I have a dataframe in pandas that I'm using to produce a scatterplot, and want to include a regression line for the plot. Right now I'm trying to do this with polyfit.
Here's my code:
import pandas as pd
import matplotlib
import matplotlib.pyplot as plt
from numpy import *
table1 = pd.DataFrame.from_csv('upregulated_genes.txt', sep='\t', header=0, index_col=0)
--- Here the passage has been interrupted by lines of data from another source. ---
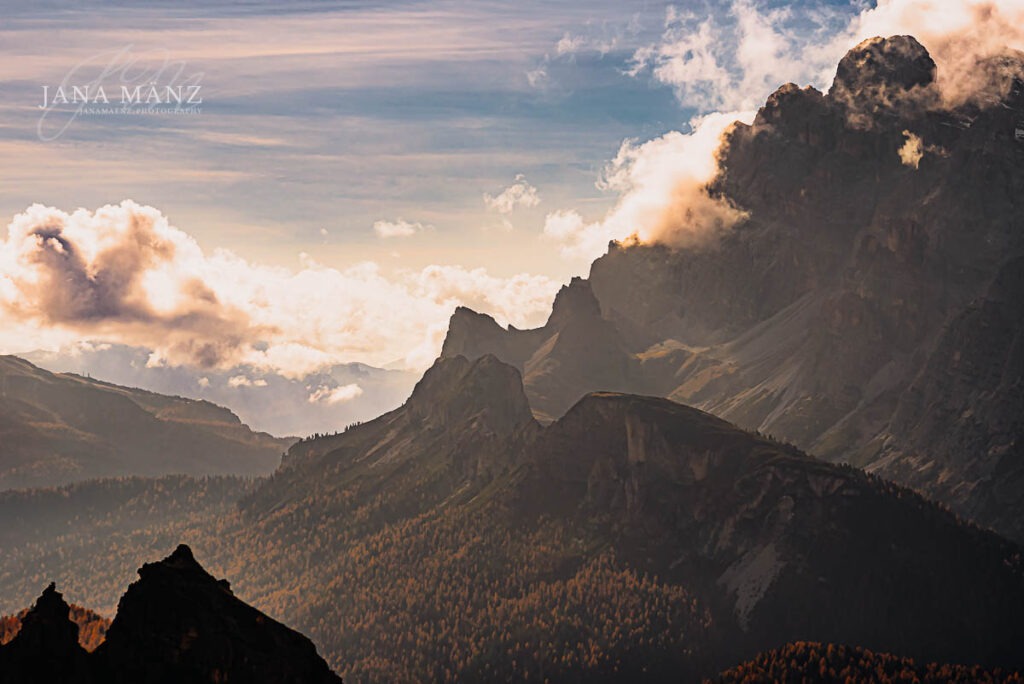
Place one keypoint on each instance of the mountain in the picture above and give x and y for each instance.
(803, 661)
(176, 624)
(62, 428)
(91, 537)
(458, 539)
(868, 307)
(321, 401)
(91, 626)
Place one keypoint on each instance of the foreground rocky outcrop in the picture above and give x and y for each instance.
(175, 624)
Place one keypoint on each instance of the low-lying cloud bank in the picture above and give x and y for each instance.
(123, 273)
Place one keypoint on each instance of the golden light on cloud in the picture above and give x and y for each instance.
(124, 273)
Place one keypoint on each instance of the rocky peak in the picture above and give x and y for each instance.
(573, 301)
(177, 623)
(884, 77)
(469, 330)
(46, 648)
(458, 390)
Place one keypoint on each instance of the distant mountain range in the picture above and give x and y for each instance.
(869, 308)
(62, 428)
(545, 507)
(316, 402)
(176, 624)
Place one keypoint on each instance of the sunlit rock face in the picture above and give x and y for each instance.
(862, 282)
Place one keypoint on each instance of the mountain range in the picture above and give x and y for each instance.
(806, 428)
(299, 404)
(460, 511)
(61, 428)
(867, 309)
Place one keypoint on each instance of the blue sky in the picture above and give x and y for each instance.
(357, 170)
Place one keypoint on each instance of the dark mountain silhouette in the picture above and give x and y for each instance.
(868, 308)
(176, 624)
(62, 428)
(91, 626)
(747, 542)
(46, 648)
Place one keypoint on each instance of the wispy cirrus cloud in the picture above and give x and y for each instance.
(398, 228)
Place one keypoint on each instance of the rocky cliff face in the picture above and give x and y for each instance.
(176, 624)
(462, 426)
(576, 351)
(859, 291)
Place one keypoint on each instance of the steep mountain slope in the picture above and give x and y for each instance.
(263, 399)
(633, 537)
(176, 624)
(804, 661)
(866, 309)
(61, 428)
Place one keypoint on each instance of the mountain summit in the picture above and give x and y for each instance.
(861, 310)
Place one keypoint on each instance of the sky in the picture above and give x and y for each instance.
(355, 170)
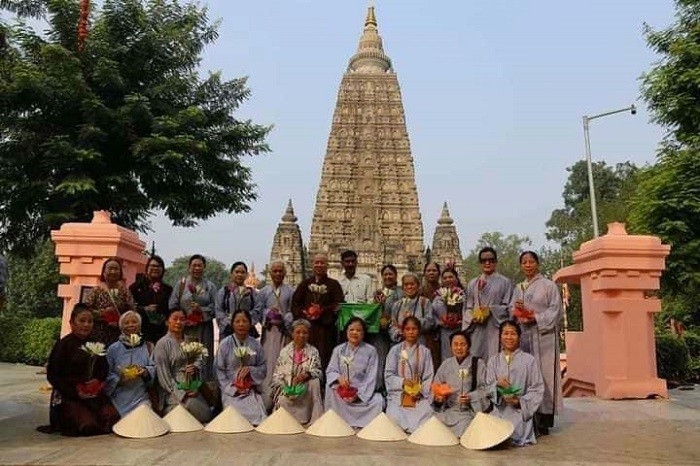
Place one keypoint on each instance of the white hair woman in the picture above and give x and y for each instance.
(297, 377)
(131, 368)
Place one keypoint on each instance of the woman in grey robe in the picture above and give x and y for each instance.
(195, 296)
(520, 386)
(129, 391)
(409, 363)
(540, 333)
(299, 364)
(273, 304)
(241, 369)
(172, 369)
(466, 376)
(492, 291)
(353, 368)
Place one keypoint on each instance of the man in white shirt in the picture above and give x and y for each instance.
(356, 288)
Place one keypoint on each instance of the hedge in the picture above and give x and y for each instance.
(28, 341)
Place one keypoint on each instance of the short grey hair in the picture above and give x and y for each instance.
(123, 317)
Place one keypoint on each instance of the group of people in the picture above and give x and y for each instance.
(495, 347)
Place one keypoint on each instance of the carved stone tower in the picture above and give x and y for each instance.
(367, 199)
(288, 247)
(445, 240)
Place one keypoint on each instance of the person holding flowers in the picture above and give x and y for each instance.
(273, 304)
(519, 384)
(195, 296)
(412, 304)
(387, 297)
(178, 363)
(486, 305)
(459, 388)
(232, 297)
(296, 381)
(447, 309)
(151, 296)
(77, 370)
(109, 301)
(131, 368)
(351, 378)
(537, 307)
(317, 299)
(241, 368)
(408, 375)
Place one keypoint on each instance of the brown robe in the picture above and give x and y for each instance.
(323, 334)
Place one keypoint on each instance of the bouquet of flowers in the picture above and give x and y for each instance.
(243, 384)
(292, 390)
(95, 350)
(314, 310)
(411, 386)
(131, 372)
(193, 351)
(454, 300)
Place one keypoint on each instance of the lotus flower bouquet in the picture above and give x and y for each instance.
(95, 350)
(193, 350)
(243, 384)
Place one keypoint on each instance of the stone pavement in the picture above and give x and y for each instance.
(592, 431)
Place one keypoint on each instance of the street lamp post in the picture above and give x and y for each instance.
(587, 140)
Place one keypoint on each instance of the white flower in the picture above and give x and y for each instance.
(134, 340)
(94, 348)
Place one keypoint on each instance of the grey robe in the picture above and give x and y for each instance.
(170, 369)
(180, 298)
(409, 419)
(449, 411)
(496, 295)
(126, 396)
(541, 339)
(363, 376)
(524, 372)
(250, 405)
(308, 407)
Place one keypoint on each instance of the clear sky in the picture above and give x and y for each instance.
(494, 92)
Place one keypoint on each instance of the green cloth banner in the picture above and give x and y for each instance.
(369, 312)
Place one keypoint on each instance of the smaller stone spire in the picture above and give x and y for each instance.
(445, 218)
(289, 216)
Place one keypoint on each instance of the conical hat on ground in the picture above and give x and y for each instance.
(181, 420)
(330, 425)
(382, 429)
(486, 431)
(141, 422)
(434, 433)
(280, 423)
(229, 421)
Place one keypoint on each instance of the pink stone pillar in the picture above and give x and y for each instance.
(81, 249)
(615, 355)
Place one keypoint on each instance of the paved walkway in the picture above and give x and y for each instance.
(592, 431)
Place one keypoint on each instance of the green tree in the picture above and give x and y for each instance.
(215, 271)
(572, 224)
(127, 125)
(33, 284)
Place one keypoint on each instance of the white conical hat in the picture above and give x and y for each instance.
(229, 421)
(486, 431)
(280, 423)
(330, 425)
(382, 429)
(434, 433)
(141, 422)
(181, 420)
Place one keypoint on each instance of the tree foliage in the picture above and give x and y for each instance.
(215, 271)
(126, 125)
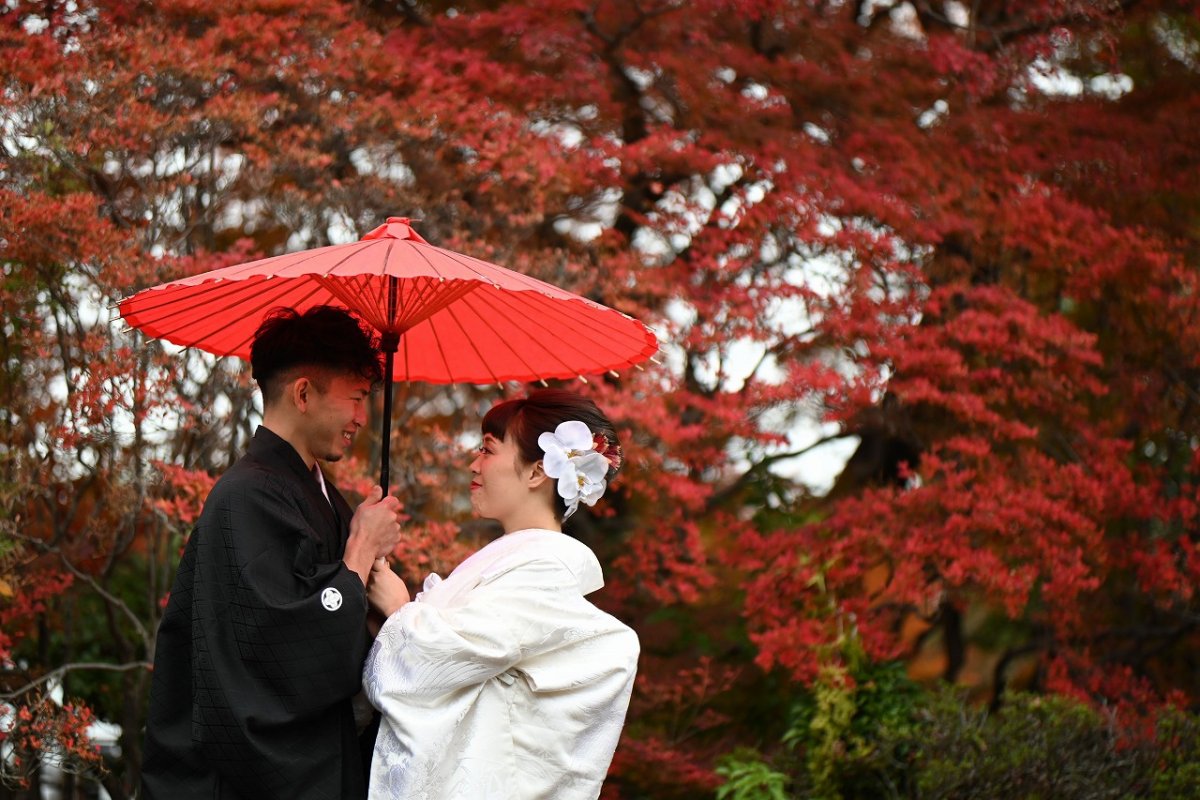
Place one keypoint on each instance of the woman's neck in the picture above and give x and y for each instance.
(533, 518)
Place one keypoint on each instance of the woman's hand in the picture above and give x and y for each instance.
(385, 591)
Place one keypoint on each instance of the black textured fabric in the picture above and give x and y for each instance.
(262, 644)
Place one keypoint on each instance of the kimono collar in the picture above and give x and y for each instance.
(573, 553)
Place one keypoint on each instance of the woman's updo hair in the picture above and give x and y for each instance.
(525, 419)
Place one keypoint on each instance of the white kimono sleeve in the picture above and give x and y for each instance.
(426, 651)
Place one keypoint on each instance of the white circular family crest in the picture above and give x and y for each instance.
(331, 599)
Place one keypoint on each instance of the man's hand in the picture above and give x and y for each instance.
(375, 530)
(385, 593)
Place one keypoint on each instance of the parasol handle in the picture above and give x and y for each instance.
(388, 342)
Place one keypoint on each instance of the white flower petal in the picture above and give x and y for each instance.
(555, 462)
(574, 435)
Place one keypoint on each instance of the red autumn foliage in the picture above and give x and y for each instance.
(963, 239)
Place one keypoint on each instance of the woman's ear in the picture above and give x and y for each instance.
(538, 476)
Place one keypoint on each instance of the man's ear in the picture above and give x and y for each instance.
(299, 391)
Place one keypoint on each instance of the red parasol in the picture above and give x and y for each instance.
(443, 317)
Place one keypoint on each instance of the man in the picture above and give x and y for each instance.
(262, 645)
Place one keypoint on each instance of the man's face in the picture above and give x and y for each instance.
(335, 415)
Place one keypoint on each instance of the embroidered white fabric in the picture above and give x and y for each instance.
(502, 681)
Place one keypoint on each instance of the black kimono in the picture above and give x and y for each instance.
(262, 645)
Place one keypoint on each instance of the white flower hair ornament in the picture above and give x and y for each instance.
(580, 462)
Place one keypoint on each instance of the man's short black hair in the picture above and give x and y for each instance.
(324, 337)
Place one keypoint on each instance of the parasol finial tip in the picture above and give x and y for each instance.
(395, 228)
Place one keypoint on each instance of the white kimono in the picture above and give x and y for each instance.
(502, 681)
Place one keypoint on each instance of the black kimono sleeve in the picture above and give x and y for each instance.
(264, 641)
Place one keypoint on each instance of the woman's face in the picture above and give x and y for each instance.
(498, 479)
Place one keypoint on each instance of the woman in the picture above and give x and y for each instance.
(503, 680)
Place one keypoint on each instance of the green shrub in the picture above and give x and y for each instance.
(868, 733)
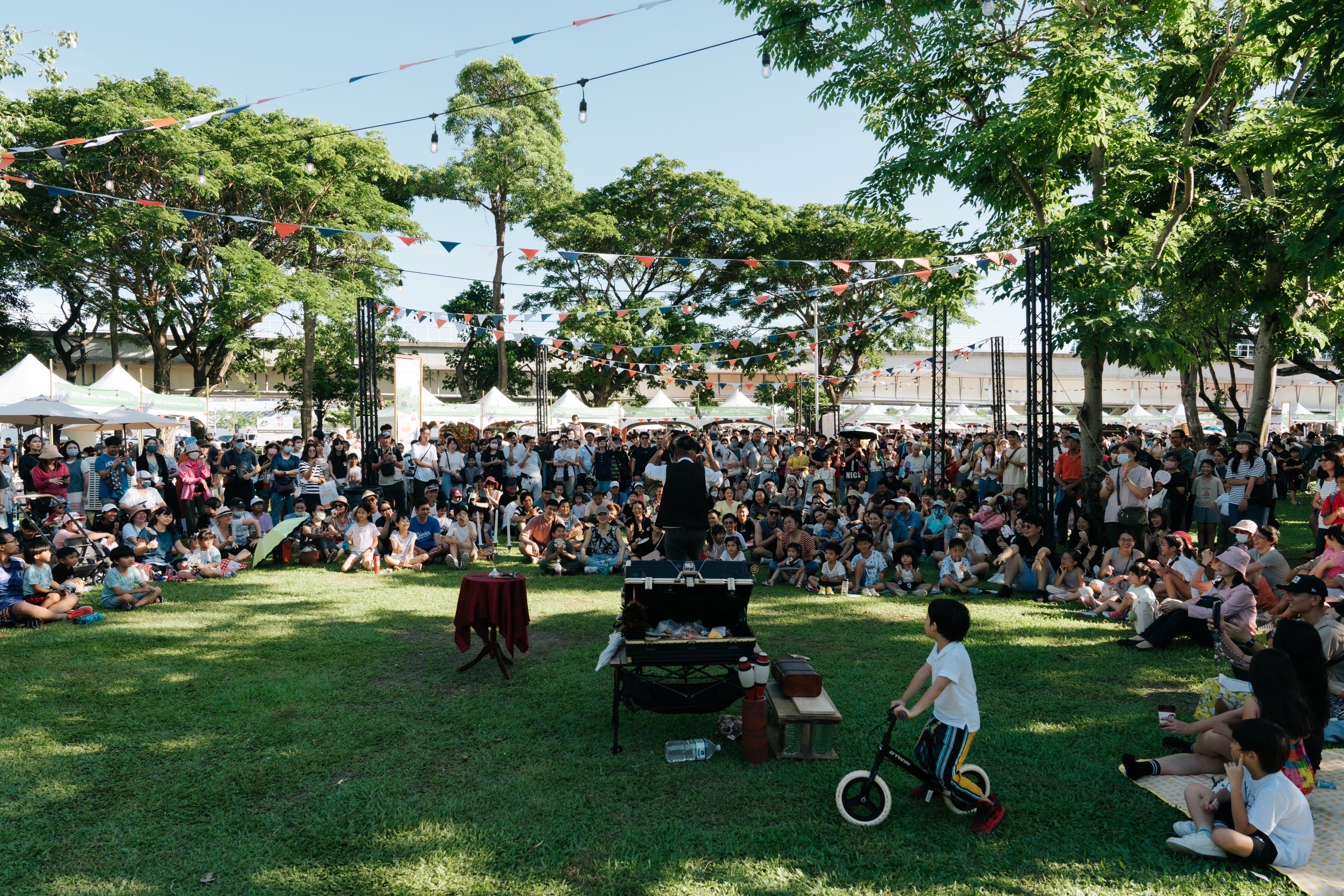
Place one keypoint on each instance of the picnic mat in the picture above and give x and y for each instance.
(1324, 875)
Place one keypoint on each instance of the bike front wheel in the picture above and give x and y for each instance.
(859, 809)
(980, 777)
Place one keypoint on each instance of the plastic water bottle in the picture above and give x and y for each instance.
(690, 750)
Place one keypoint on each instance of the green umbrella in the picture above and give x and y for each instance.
(273, 537)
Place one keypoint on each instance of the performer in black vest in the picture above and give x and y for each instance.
(684, 510)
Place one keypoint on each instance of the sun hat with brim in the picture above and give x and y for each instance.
(1236, 558)
(1307, 585)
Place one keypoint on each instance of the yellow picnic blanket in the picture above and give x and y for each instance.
(1324, 875)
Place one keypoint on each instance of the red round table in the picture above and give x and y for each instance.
(492, 606)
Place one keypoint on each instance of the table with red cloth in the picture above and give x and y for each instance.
(494, 606)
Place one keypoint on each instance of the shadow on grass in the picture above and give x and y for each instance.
(302, 733)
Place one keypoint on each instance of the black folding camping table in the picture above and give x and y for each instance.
(683, 675)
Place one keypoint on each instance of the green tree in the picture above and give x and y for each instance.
(475, 369)
(186, 288)
(1117, 131)
(512, 165)
(655, 208)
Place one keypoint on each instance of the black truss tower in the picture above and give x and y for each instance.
(543, 390)
(938, 417)
(999, 386)
(369, 399)
(1041, 377)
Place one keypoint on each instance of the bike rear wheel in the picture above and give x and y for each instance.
(980, 777)
(858, 809)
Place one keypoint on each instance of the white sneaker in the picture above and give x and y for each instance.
(1184, 828)
(1195, 845)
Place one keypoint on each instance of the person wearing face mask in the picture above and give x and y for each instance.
(1249, 495)
(192, 484)
(1125, 491)
(284, 488)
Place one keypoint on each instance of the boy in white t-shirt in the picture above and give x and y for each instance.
(945, 741)
(1260, 816)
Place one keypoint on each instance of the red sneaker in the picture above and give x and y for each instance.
(990, 812)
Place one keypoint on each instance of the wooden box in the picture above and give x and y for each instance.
(800, 727)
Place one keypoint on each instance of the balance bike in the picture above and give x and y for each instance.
(863, 797)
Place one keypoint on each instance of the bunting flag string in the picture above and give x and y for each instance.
(57, 150)
(954, 265)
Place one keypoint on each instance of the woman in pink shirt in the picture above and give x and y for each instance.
(194, 476)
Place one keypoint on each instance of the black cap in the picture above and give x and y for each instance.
(1305, 585)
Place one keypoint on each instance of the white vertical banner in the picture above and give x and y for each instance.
(408, 371)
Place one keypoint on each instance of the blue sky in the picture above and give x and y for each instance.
(713, 110)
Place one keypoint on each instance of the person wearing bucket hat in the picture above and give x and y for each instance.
(1230, 600)
(1249, 494)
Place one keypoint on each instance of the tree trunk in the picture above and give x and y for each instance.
(1190, 399)
(1265, 377)
(1089, 425)
(501, 350)
(305, 410)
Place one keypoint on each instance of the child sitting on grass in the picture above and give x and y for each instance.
(790, 569)
(945, 741)
(867, 565)
(38, 587)
(1258, 816)
(125, 586)
(954, 574)
(909, 579)
(831, 574)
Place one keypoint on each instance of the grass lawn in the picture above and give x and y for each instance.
(297, 731)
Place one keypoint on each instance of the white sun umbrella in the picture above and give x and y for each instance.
(125, 418)
(45, 412)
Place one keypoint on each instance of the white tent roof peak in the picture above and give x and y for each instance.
(569, 402)
(117, 379)
(659, 401)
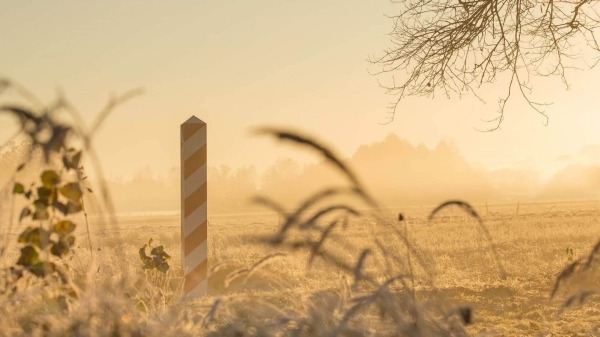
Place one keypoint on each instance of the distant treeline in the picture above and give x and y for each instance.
(393, 170)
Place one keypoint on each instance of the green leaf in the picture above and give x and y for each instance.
(163, 267)
(70, 240)
(41, 214)
(50, 179)
(41, 210)
(24, 237)
(45, 193)
(72, 191)
(73, 207)
(25, 213)
(29, 256)
(38, 237)
(59, 206)
(64, 227)
(18, 189)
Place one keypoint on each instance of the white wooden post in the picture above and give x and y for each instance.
(194, 252)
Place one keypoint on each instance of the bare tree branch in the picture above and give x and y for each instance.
(456, 46)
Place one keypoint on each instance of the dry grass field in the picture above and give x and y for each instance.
(453, 266)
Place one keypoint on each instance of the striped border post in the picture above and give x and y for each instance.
(193, 207)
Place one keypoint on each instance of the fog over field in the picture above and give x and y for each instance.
(400, 173)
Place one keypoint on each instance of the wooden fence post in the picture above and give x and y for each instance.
(194, 252)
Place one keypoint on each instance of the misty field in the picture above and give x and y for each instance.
(460, 269)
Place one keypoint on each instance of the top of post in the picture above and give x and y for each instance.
(191, 126)
(194, 120)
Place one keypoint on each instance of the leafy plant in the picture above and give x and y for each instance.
(158, 258)
(45, 246)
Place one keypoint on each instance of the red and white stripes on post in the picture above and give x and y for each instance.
(193, 207)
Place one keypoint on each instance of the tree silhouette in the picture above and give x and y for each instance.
(455, 46)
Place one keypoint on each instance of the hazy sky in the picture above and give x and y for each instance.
(237, 64)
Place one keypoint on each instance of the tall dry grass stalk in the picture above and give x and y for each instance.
(376, 294)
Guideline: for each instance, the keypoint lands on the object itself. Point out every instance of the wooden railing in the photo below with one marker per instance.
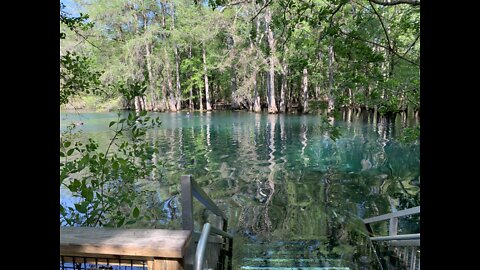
(102, 248)
(152, 249)
(221, 246)
(406, 247)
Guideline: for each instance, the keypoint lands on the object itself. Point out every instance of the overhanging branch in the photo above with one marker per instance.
(396, 2)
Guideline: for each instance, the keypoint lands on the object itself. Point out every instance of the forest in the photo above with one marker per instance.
(280, 56)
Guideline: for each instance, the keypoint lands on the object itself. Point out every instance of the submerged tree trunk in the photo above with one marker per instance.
(272, 107)
(207, 99)
(305, 90)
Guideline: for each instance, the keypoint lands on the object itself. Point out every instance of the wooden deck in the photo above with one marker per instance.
(162, 249)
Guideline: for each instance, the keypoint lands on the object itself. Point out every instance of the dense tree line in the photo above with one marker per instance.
(278, 56)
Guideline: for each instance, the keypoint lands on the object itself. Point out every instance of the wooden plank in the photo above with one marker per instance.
(103, 261)
(124, 242)
(167, 264)
(404, 243)
(401, 213)
(396, 237)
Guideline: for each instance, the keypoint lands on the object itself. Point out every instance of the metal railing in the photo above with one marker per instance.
(190, 189)
(202, 243)
(406, 247)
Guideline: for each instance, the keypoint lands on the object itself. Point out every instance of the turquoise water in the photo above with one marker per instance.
(281, 178)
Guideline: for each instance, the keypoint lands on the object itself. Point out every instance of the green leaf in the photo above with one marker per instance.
(120, 222)
(136, 212)
(81, 207)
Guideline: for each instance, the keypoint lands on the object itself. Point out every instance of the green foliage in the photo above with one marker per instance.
(104, 183)
(77, 75)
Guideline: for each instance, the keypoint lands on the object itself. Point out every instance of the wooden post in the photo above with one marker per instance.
(187, 217)
(187, 203)
(393, 226)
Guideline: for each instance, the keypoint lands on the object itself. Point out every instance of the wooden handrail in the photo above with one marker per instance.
(191, 189)
(156, 247)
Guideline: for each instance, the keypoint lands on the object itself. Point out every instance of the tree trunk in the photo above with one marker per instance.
(233, 81)
(151, 83)
(138, 104)
(163, 103)
(283, 88)
(256, 97)
(190, 100)
(305, 90)
(171, 92)
(272, 107)
(207, 99)
(178, 95)
(331, 101)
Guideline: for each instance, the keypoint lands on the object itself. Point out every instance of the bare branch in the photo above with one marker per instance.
(411, 46)
(383, 26)
(382, 46)
(264, 6)
(396, 2)
(233, 4)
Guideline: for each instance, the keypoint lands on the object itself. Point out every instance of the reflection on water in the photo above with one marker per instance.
(280, 177)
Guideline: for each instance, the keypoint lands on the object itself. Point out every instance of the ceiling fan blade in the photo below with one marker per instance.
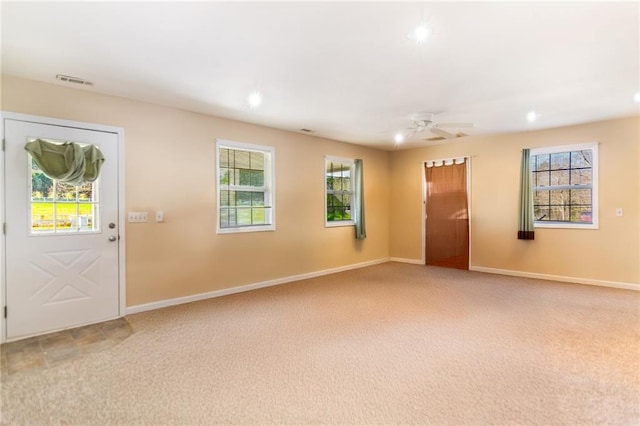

table2 = pd.DataFrame.from_csv('misson_genes.txt', sep='\t', header=0, index_col=0)
table1 = table1.join(table2, how='outer')
table1 = table1.dropna(how='any')
table1 = table1.replace('#DIV/0!', 0)
# scatterplot
plt.scatter(table1['log2 fold change misson'], table1['log2 fold change'])
plt.ylabel('log2 expression fold change')
plt.xlabel('log2 expression fold change Misson et al. 2005')
plt.title('Root Early Upregulated Genes')
plt.axis([0,12,-5,12])
# this is the part I'm unsure about
regres = polyfit(table1['log2 fold change misson'], table1['log2 fold change'], 1)
plt.show()
But I get the following error:
TypeError: cannot concatenate 'str' and 'float' objects
Does anyone know where I'm going wrong here? I'm also unsure how to add the regression line to my plot. Any other general comments on my code would also be hugely appreciated, I'm still a beginner.